The U.S. is one of the few countries in the world that doesn't guarantee paid parental leave for moms and dads in the workforce. It's a failure that hurts families and it's long past time for a change. While American parents wait for the government to take action , some companies are stepping up to fill the void.
Volvo Cars is the latest employer to announce a package that lets parents take time off for a new addition—without having to worry about how to pay the bills. The automaker's " Family Bond " program is going into effect this week. Employees with at least a year of service in the company will be able to take up to 24 weeks of paid family leave, regardless of gender. That means non-birth parents are eligible as well. The policy applies to new additions welcomed through birth, adoption, surrogacy, or even permanent foster care. Volvo says the leave can be taken at any time within the first three years of parenthood.
"We want to lead change in this industry and set a new global people standard," said Hanna Fager, the company's head of corporate functions. "By opting all our employees into paid parental leave we narrow the gender gap and get a more diverse workforce, boosting performance and strengthening our business."
These five other companies also offer expanded policies to support employees and their families.

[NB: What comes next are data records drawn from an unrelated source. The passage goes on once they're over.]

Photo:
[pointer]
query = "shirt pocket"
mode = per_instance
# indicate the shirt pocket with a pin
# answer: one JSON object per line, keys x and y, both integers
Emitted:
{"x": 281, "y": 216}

Netflix has been ahead of the pack when it comes to paid parental leave . The streaming giant began offering a year of leave to employees back in 2015. The company also offers financial help to workers looking to grow their families through fertility treatments, surrogacy, or adoption, providing up to $75,000 in assistance.
Microsoft also offers a generous parental leave policy. According to its website, the company offers employees who give birth 20 weeks of paid leave, while non-birth partners can take 12 weeks off with pay. Those who expand their families through adoption and foster placements are also eligible. The company also offers resources for things like family counseling, parental and educational support, and even helps employees find referrals for child care.
Facebook offers up to 4 months of paid parental leave to employees. That leave can be broken up into different periods throughout the first year following the new addition. Facebook also began offering paid leave at the start of the pandemic to help parents with students learning remotely.
Alphabet is the parent company of Google, and it's been offering a strong paid parental leave policy since 2007. The company reportedly offers parents 18 weeks off to welcome a new child. The company also offered up to 14 weeks of paid leave for families amid the pandemic.
Etsy revealed its paid parental leave policy back in 2016, giving 26 weeks of paid leave for new parents regardless of gender. "We want to support and enable parents, regardless of their gender, to play equal roles in building successful companies and nurturing their families," the company said at the time.
This is just a small sampling of companies with strong paid parental leave programs, and we know that only a tiny fraction of Americans have access to such policies. To that end, Motherly is among nearly 200 businesses calling on Congressional leaders to work with the Biden administration to pass legislation to create a lasting federal paid family leav e program. Real change—the sort that makes a difference for all workers, and helps combat racial, class, and gender inequalities in America—has to come from the federal level, and we are so ready to see that happen.